Художник махнул рукой, вздохнул.
– Людям не стоит слишком отрываться от земного, – пробормотал Всеслав.
Но Панин его не услышал. Ему пришла в голову какая-то мысль.
– Кстати!.. – воскликнул он. – Разве Савва оставил распоряжения по поводу своих похорон?
– Насколько я знаю, нет.
– Тогда почему его хоронили рядом с Прасковьей Рогожиной? Кто мог додуматься до такого? Да и место на том кладбище стоит очень больших денег. Кто выхлопотал разрешение?
– Тот же человек, который финансировал выставку, – ответил Смирнов. – Получается, он тоже знал детскую историю Саввы?
– Получается, так! Но откуда? Я думал, Рогожин был откровенен только со мной. Он неоднократно подчеркивал это!
– Значит, не только с вами. Кто-то еще пользовался его доверием. Вам знакома фамилия Фарбин? Альберт Демидович Фарбин.
Художник из вежливости подумал.
– Нет, – сказал он, вздыхая. – Никогда не слышал. А что, этот человек имел отношение к Савве?
– Возможно. Но я пока не уверен. К его творчеству – несомненно. А вот были они лично знакомы или нет... неизвестно.
– Жаль, я даже не успел взглянуть на знаменитую нашумевшую «Нимфу», последний шедевр Рогожина, – с сожалением произнес Панин. – Чудесно, что картина нашлась! Но ее сразу же купили и забрали с выставки.
– Да, – кивнул сыщик, радуясь, что художник ушел от обсуждения «счастливой находки». Врать лишний раз не хотелось.
– Савва всегда создавал вокруг себя ореол странной, пугающей таинственности. Это продолжается и после его смерти. Разве... не подозрительно?
– Скорее закономерно, – ответил Смирнов.
Он вышел от Панина в глубокой задумчивости.
Дома его ждала Ева. Она приготовила на ужин заливное мясо и блинчики с яблоками.

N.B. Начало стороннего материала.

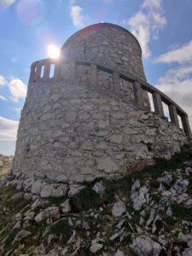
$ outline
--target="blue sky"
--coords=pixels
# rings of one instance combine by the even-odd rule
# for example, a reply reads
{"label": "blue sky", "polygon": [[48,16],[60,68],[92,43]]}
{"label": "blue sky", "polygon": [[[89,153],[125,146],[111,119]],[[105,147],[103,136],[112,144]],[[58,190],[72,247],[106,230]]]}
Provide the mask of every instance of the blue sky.
{"label": "blue sky", "polygon": [[192,124],[192,0],[0,0],[0,154],[14,154],[31,63],[103,21],[134,33],[148,81]]}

– По какому случаю пир? – рассеянно поинтересовался Всеслав, целуя ее в щеку. – У нас праздник?
– Твоей проницательности можно позавидовать, – хихикала она, накрывая на стол. – Пить будем?
– Непременно! Сухое красное вино. Из холодильника.
Смирнов уловил запах горячих блинчиков и почувствовал, как зверски он голоден. За едой он прокручивал в уме разговор с Паниным. Где-то за всем этим крылась разгадка...
– О чем ты думаешь? – спросила Ева. – Узнал что-нибудь в Серпухове?
Славка, не переставая жевать, покачал головой.